Обыкновенно Марфа Даниловна не договаривала, что будет в этом таинственном там. Теперь обе семьи жили надеждами на будущее, и это будущее воплощалось для них в двух гимназистах третьего класса. Собственная жизнь, с её мелкими заботами, дрязгами и неустанным трудом, как-то отходила на задний план. Девочки поневоле усваивали себе этот же взгляд и смотрели на самих себя, как на какое-то косвенное дополнение к братьям.
Начальницей женской гимназии в Шервоже была очень добрая, немножко сгорбленная старушка Анна Федоровна Чемезова, которая пользовалась большим уважением со стороны своих воспитанниц. Встречаясь с начальницей в коридоре, Катя делала ей реверанс с особенным удовольствием, как проделывала и вообще все маленькие церемонии своей новой обстановки, придававшие ей некоторое официальное значение. "Екатерина Клепикова, завтра ваша очередь быть дежурной в классе",- говорила ей полная классная дама Поликсена Карловна. И Екатерина Клепикова переживала каждый раз какое-то особенное волнение, сознавая громадность возложенной на неё ответственности. В следующем, втором классе классной дамой была Евгения Александровна, совсем высохшая, как щепка. Вообще все классные дамы делились на очень полных и очень худеньких. Катя и Любочка, конечно, поместились на одной парте и в несколько дней до мельчайших подробностей усвоили все порядки своей гимназии. Девочки, вообще, жили очень дружно и перенесли свою детскую дружбу в стены гимназии. Отец давал Любочке каждый день "священный пятачок" на булку в большую перемену, и Любочка делилась своим завтраком с Катей, которой денег не полагалось.
Любочка была такая смешная в своей форме. Полное круглое лицо так и дышало каким-то задорным здоровьем. Она была неизменно весела и часто платилась за это. Белокурая Катя рядом с ней казалась такой тоненькой и всегда сидела так прямо, точно восковая куколка. Поликсена Карловна постоянно ставила m-lle Клепикову в пример m-lle Печаткиной, когда последняя во время класса наваливалась грудью на парту, горбилась или начинала болтать своими толстыми ногами. Наконец m-lle Печаткина иногда, заслушавшись, сидела с раскрытым ртом, что превращало Поликсену Карловну в телеграфную станцию, потому что ей приходилось, не прерывая урока, обратить на себя внимание зазевавшейся ученицы разными телеграфными знаками. Раз Любочка даже заснула самым бессовестным образом, за что ей очень досталось.

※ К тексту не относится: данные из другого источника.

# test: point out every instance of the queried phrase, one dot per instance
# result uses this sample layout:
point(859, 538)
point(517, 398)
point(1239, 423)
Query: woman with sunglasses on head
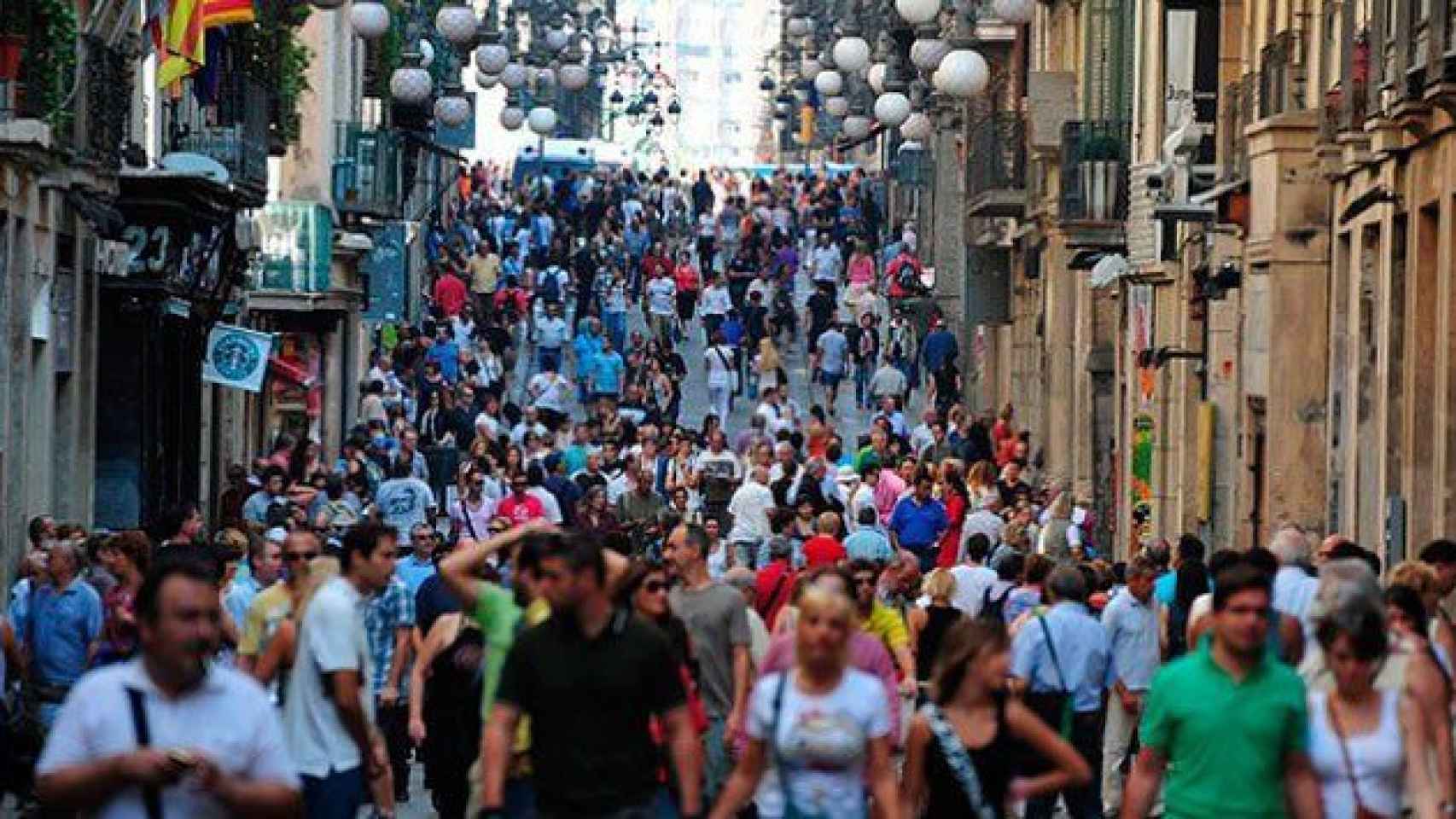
point(961, 746)
point(644, 591)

- Это всё из-за тебя!- обвиняла Любочка Катю за все свои злоключения.- Я не виновата, что ты умеешь сидеть, как замороженная рыба. Непременно перейду на другую парту...
Первым предметом для внимания новичков были, конечно, классные дамы, о которых Марфа Даниловна и Анна Николаевна получили самые точные сведения.
- Худенькая сердитее,- объясняла Катя.
- Да вы хоть кого сведете с ума,- ворчала Марфа Даниловна.- Разве это хорошо, что вы, девчонки, называете классных дам синявками?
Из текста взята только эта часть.